MCP unlocks the door. It's a protocol (a shared language) that lets AI agents call external tools during a conversation. The agent says “I need to look something up,” calls an MCP tool, gets structured data back, and uses it in its response. All within the same conversation.
How it actually works
An MCP server is a small program that exposes “tools” (functions the agent can call). Each tool has a name, a description, and defined inputs and outputs. The AI host (Claude Desktop, Cursor, Claude Code, Windsurf) discovers these tools at startup and makes them available to the agent.
Here's the flow:
1. You configure an MCP server in your AI tool's config file
2. The tool starts the MCP server and discovers what tools it offers
3. During conversation, the agent decides it needs external data
4. It calls the relevant MCP tool with structured parameters
5. The server returns structured data
6. The agent uses that data in its response or code generation
The config is typically one JSON block in a settings file:
{
"mcpServers": {
"my-tool": {
"command": "npx",
"args": ["my-mcp-server"]
}
}
}That's it. No SDK to install in your project. No API keys to manage (unless the specific tool requires them). The MCP server runs locally on your machine and communicates with the AI tool through standard I/O.
What kinds of tools exist?
MCP servers can do almost anything. Some real examples:
Database access. Let your agent query your Postgres database directly. It writes the SQL, executes it through the MCP server, and gets results back. No more copying table schemas into the chat.
File systems. Read project files, search codebases, list directories. The agent gets real access to your project structure instead of relying on what you paste in.
APIs and services. Connect to GitHub, Slack, Jira, or any service with an API. The agent can create issues, read pull requests, or send messages as part of a workflow.
Design systems. This is where things get interesting for builders. An MCP server can give your agent access to curated design tokens. Colors, fonts, spacing, shadows. Structured data that turns “make it look professional” into actual hex codes and font stacks.

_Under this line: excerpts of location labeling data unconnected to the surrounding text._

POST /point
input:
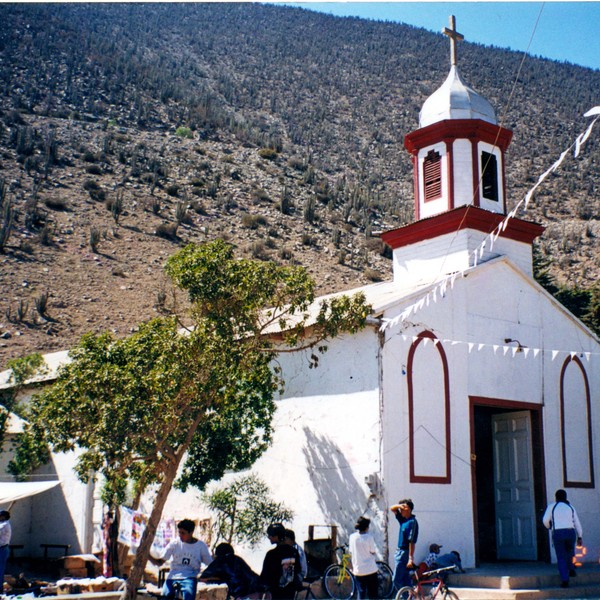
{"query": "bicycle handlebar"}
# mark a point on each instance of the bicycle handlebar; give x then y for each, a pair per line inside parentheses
(438, 571)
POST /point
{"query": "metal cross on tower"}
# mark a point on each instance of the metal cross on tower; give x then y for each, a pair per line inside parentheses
(454, 36)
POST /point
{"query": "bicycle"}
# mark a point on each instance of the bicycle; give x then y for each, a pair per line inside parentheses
(385, 580)
(338, 580)
(428, 586)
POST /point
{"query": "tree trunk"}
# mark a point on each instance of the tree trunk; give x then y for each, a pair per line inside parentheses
(143, 551)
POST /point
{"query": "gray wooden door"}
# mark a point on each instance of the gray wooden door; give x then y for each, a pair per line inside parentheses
(513, 487)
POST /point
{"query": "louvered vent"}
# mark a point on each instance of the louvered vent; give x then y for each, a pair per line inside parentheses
(432, 175)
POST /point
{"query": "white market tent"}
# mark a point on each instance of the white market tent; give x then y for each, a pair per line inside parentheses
(10, 491)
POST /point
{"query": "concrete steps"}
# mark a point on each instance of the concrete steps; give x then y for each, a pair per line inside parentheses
(524, 581)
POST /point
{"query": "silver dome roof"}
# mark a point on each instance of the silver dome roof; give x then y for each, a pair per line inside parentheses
(455, 100)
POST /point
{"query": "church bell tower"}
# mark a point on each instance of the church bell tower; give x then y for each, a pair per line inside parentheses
(460, 192)
(458, 150)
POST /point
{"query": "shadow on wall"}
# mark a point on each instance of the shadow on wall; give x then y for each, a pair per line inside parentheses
(341, 496)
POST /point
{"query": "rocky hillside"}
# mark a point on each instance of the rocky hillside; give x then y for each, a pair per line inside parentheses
(128, 130)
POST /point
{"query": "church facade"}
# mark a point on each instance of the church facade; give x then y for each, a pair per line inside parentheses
(471, 390)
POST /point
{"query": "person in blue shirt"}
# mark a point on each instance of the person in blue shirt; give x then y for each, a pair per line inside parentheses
(407, 538)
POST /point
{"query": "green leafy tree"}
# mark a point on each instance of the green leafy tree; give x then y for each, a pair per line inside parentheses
(244, 510)
(140, 408)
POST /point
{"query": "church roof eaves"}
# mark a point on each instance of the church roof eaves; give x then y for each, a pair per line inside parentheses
(462, 217)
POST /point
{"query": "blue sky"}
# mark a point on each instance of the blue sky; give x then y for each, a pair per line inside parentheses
(568, 31)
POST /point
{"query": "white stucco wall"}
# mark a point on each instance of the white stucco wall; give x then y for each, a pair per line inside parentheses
(59, 515)
(428, 260)
(491, 304)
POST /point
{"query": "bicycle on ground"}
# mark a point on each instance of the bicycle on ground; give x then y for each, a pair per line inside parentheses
(338, 580)
(428, 586)
(385, 580)
(340, 583)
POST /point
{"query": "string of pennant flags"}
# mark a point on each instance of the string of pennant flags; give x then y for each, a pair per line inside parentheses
(441, 288)
(503, 349)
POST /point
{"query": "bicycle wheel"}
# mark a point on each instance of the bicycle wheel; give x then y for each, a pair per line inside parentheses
(407, 593)
(339, 583)
(385, 580)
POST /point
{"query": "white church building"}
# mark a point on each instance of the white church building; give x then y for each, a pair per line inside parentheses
(471, 391)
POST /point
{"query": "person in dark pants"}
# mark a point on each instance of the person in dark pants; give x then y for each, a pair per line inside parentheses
(233, 570)
(364, 565)
(407, 538)
(281, 568)
(5, 535)
(561, 517)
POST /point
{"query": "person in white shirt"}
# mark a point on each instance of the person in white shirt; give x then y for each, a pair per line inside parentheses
(5, 535)
(187, 555)
(364, 559)
(561, 517)
(290, 539)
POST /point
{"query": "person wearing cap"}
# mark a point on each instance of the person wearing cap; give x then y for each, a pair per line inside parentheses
(561, 517)
(5, 535)
(407, 538)
(187, 554)
(281, 572)
(431, 558)
(364, 565)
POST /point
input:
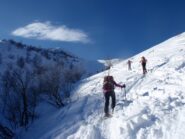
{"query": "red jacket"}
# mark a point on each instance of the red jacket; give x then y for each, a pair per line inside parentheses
(112, 89)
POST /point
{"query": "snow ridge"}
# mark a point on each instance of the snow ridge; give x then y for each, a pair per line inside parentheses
(153, 109)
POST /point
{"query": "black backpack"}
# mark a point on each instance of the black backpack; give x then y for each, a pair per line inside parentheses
(108, 83)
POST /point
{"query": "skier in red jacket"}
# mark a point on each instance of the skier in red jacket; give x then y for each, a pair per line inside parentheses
(108, 89)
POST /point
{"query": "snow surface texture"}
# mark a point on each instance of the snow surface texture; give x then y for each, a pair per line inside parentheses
(154, 107)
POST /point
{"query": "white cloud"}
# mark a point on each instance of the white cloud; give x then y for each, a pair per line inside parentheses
(46, 31)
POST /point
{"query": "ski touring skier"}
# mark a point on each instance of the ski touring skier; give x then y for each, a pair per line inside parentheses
(129, 62)
(108, 89)
(143, 63)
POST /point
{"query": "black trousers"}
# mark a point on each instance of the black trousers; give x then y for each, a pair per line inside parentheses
(109, 95)
(144, 68)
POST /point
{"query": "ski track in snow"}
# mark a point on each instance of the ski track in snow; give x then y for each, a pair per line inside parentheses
(153, 109)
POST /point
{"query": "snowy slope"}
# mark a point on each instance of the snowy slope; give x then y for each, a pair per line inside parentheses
(154, 108)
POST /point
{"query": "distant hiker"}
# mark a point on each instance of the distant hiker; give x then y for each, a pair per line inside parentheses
(143, 63)
(108, 88)
(129, 62)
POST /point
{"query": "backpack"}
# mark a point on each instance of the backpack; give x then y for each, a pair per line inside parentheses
(108, 83)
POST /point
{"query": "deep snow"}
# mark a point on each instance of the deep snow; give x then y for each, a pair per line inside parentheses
(154, 107)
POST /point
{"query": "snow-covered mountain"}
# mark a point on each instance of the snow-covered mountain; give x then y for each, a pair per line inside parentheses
(154, 107)
(24, 69)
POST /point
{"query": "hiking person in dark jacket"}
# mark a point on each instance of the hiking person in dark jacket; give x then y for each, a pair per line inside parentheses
(129, 62)
(108, 89)
(143, 63)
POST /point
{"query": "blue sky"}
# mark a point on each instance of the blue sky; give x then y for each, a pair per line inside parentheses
(92, 29)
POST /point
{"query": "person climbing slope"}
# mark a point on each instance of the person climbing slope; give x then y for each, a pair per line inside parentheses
(108, 89)
(143, 63)
(129, 62)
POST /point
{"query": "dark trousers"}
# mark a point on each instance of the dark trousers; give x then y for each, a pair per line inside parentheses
(107, 98)
(144, 68)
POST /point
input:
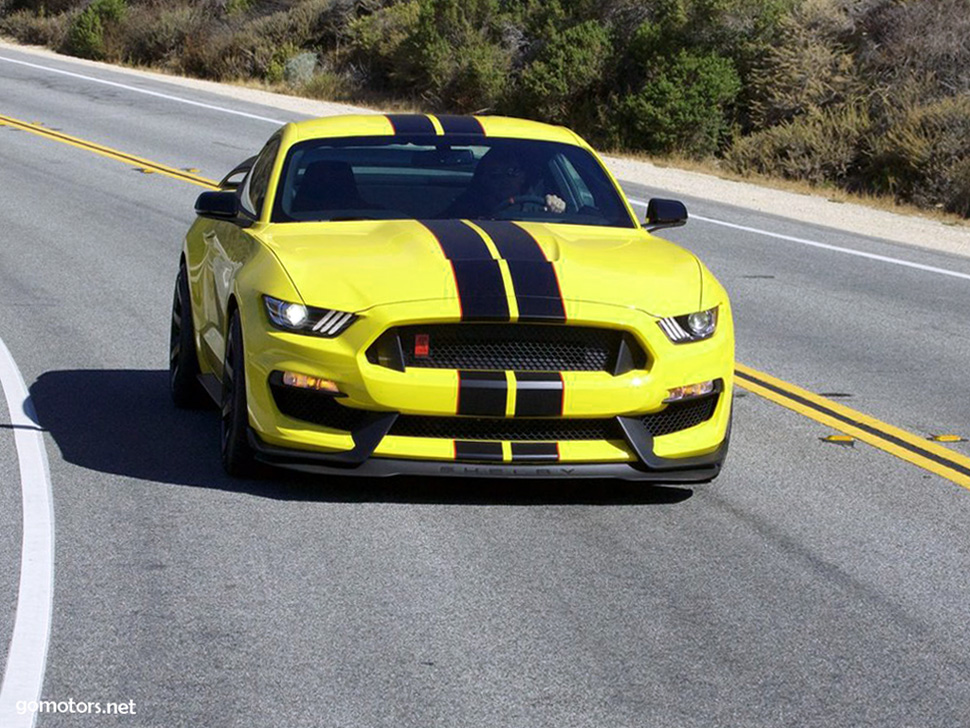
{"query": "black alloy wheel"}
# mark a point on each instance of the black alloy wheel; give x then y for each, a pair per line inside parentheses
(237, 455)
(183, 361)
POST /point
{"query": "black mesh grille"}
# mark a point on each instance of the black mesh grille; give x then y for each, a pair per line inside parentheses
(519, 347)
(499, 428)
(320, 409)
(679, 416)
(675, 417)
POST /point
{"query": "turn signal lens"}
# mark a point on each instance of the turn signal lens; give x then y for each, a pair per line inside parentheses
(305, 381)
(689, 391)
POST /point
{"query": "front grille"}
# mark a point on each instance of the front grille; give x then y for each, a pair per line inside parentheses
(325, 410)
(500, 428)
(320, 409)
(680, 415)
(675, 417)
(518, 347)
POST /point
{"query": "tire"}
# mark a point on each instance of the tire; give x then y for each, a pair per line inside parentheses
(237, 455)
(183, 360)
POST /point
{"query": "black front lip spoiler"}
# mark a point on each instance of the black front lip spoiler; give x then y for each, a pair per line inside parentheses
(699, 469)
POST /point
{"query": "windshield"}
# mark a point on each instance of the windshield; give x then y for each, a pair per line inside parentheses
(448, 178)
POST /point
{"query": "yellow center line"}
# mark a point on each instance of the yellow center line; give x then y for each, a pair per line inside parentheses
(901, 443)
(905, 445)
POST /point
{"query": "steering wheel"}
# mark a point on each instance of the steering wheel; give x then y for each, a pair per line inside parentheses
(520, 201)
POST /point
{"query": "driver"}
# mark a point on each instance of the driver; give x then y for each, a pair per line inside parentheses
(500, 178)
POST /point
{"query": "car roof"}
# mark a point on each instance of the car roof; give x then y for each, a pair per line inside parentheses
(357, 125)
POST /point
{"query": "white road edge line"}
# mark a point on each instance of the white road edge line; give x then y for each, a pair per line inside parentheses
(23, 677)
(823, 246)
(144, 91)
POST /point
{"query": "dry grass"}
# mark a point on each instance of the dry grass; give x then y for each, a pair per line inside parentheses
(830, 192)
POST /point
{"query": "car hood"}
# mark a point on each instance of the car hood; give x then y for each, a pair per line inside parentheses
(356, 265)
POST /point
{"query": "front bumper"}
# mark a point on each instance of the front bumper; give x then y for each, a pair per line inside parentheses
(378, 396)
(697, 469)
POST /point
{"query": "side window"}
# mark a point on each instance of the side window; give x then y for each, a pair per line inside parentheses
(254, 193)
(575, 182)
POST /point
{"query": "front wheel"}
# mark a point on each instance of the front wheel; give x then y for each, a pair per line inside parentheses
(183, 361)
(237, 455)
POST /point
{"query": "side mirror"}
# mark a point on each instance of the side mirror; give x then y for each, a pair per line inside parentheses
(220, 205)
(665, 213)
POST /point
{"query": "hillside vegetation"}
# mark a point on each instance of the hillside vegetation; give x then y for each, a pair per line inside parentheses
(870, 95)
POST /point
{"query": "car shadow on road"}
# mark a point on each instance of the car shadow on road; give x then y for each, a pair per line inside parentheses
(122, 422)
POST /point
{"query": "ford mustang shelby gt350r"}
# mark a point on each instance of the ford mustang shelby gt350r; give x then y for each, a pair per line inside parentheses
(404, 294)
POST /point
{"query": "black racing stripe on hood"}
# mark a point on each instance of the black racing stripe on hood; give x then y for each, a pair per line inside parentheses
(478, 278)
(411, 124)
(537, 291)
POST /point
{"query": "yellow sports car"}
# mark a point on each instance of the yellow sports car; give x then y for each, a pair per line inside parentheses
(472, 296)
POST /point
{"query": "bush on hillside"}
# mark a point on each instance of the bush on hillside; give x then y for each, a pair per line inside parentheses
(921, 153)
(681, 106)
(564, 74)
(86, 33)
(821, 146)
(28, 27)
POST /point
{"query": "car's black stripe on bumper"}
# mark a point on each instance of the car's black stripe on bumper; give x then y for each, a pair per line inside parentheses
(452, 124)
(537, 291)
(535, 451)
(478, 451)
(538, 394)
(411, 124)
(482, 393)
(478, 278)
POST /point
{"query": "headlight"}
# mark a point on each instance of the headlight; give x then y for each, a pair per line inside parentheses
(302, 319)
(691, 327)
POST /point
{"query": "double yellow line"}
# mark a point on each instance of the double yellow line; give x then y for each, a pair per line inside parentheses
(144, 164)
(912, 448)
(905, 445)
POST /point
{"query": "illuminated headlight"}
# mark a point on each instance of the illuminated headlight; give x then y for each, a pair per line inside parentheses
(690, 391)
(306, 319)
(691, 327)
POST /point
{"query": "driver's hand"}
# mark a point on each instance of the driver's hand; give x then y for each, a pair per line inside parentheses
(555, 204)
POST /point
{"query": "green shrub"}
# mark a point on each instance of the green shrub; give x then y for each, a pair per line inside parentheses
(86, 33)
(681, 107)
(27, 27)
(821, 146)
(377, 42)
(325, 85)
(921, 152)
(455, 59)
(85, 36)
(160, 35)
(811, 66)
(299, 69)
(565, 71)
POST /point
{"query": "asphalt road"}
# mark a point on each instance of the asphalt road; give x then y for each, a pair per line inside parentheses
(812, 584)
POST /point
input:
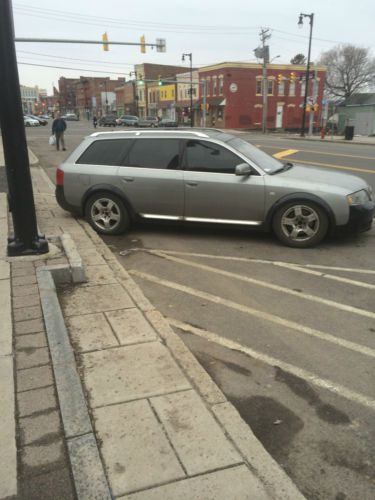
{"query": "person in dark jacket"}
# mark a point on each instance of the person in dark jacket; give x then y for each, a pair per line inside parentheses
(58, 129)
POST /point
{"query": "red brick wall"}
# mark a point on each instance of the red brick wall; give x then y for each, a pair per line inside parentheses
(240, 110)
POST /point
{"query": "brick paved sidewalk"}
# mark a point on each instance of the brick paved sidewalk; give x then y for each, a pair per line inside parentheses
(163, 428)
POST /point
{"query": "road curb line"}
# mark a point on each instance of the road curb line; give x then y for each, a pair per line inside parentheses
(276, 481)
(88, 472)
(8, 478)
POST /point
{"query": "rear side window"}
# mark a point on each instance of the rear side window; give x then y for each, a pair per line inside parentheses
(202, 156)
(155, 153)
(108, 152)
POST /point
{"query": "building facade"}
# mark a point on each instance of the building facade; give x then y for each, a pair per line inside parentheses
(147, 76)
(358, 111)
(235, 99)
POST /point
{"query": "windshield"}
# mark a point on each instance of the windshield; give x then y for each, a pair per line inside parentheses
(260, 158)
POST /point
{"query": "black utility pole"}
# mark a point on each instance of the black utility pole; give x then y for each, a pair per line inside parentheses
(190, 56)
(26, 240)
(307, 77)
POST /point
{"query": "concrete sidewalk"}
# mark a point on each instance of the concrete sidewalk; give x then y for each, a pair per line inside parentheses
(109, 401)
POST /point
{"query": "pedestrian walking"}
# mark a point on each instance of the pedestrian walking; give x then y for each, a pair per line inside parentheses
(58, 129)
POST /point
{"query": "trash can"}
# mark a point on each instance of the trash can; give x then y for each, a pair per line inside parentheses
(349, 133)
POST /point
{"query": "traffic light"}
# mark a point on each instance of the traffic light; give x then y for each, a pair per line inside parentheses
(105, 41)
(143, 46)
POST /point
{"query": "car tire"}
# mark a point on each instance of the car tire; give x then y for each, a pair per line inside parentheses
(300, 224)
(107, 214)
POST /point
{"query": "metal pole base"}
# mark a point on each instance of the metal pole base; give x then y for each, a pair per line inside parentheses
(17, 247)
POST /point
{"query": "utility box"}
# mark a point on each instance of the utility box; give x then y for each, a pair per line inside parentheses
(349, 132)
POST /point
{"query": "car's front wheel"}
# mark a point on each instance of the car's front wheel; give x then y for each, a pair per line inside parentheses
(300, 224)
(107, 214)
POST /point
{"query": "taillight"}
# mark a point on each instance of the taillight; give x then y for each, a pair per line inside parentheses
(59, 177)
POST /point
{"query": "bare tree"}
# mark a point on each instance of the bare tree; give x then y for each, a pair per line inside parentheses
(298, 59)
(350, 69)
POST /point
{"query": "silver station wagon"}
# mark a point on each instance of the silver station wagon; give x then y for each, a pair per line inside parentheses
(206, 176)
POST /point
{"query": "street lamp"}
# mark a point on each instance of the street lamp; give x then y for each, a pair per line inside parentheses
(190, 56)
(307, 77)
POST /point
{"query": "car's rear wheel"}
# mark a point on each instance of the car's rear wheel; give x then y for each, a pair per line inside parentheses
(300, 224)
(107, 214)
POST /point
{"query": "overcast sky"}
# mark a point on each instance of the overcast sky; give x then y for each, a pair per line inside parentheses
(214, 31)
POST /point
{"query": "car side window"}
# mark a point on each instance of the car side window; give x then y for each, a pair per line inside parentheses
(105, 152)
(203, 156)
(155, 153)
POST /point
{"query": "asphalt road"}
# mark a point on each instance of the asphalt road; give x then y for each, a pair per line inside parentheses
(288, 334)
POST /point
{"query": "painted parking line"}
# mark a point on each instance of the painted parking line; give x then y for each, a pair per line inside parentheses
(322, 153)
(270, 286)
(272, 318)
(284, 153)
(302, 268)
(338, 389)
(339, 167)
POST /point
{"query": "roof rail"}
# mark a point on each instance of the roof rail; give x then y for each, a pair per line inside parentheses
(147, 131)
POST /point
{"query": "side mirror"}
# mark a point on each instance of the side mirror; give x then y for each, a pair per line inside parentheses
(242, 169)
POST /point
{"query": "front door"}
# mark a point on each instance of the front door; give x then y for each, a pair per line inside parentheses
(213, 193)
(279, 116)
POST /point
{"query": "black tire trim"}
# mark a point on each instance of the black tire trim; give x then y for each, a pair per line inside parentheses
(301, 197)
(108, 188)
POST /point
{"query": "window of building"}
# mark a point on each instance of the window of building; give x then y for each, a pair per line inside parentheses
(221, 85)
(109, 152)
(154, 153)
(202, 156)
(214, 86)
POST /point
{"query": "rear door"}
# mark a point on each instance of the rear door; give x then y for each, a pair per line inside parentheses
(213, 193)
(152, 179)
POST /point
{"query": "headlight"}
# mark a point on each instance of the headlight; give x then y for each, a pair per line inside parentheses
(358, 198)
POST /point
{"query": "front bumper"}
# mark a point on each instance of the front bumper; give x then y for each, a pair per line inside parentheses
(360, 218)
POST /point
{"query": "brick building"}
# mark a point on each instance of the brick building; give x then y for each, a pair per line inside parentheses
(96, 95)
(126, 102)
(235, 100)
(147, 75)
(67, 92)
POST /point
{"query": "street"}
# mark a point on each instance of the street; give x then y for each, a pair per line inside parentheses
(287, 334)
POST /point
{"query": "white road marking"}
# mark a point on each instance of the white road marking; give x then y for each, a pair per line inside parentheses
(271, 286)
(304, 268)
(367, 351)
(338, 389)
(344, 269)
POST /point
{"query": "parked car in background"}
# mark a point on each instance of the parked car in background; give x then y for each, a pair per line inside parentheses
(42, 121)
(208, 177)
(128, 121)
(149, 121)
(167, 122)
(30, 122)
(70, 117)
(107, 121)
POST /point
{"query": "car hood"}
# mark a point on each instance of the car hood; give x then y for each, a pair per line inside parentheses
(315, 178)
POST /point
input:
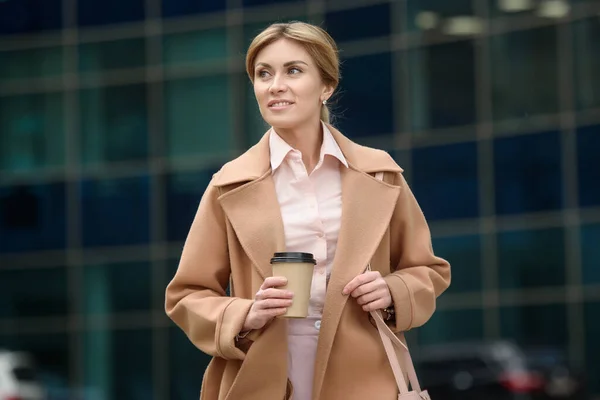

Why this matters for coding agents
Without MCP, your agent knows only two things: its training data (general knowledge, frozen in time) and your conversation (whatever you've typed or pasted). That's a narrow window.
With MCP, the agent can reach outside that window. Need the current database schema? It queries it. Need design tokens that match a specific brand aesthetic? It looks them up. Need to check what's deployed in production? It calls the right tool.
The shift is from “agent as text processor” to “agent as worker with tools.” The text processing was always impressive. The tools make it useful.
A real example: design tokens via MCP
Say you're building a SaaS dashboard and you want it to look like Linear (clean, dark, precise). Without MCP, you'd paste Linear's color codes into the chat and hope the agent uses them consistently. With MCP, the agent calls a tool:
// Agent calls the MCP tool internally
get_design_seed({ query: "Linear dark minimal" })
// Gets back structured tokens
{
name: "Velocity",
colors: { bg: "#0A0A0B", accent: "#6366F1", ... },
fonts: { heading: "Inter", body: "Inter" },
radius: "6px",
shadows: { sm: "0 1px 2px rgba(0,0,0,0.3)", ... }
}Now every component the agent builds uses those exact values. Not approximations. Not “a dark blue that might work.” The actual tokens.
Getting started
If you want to set up your first MCP server, the barrier is low. Most servers install with a single npx command and a few lines of JSON config. For a step-by-step walkthrough with your specific AI tool, read How to Give Your AI Coding Agent a Design System (MCP Setup Guide).
To understand the bigger picture of why agents need design input at all, check out Agentic Design: Letting AI Agents Handle Your UI.
MCP isn't complicated. It's just the difference between an agent that guesses and one that knows.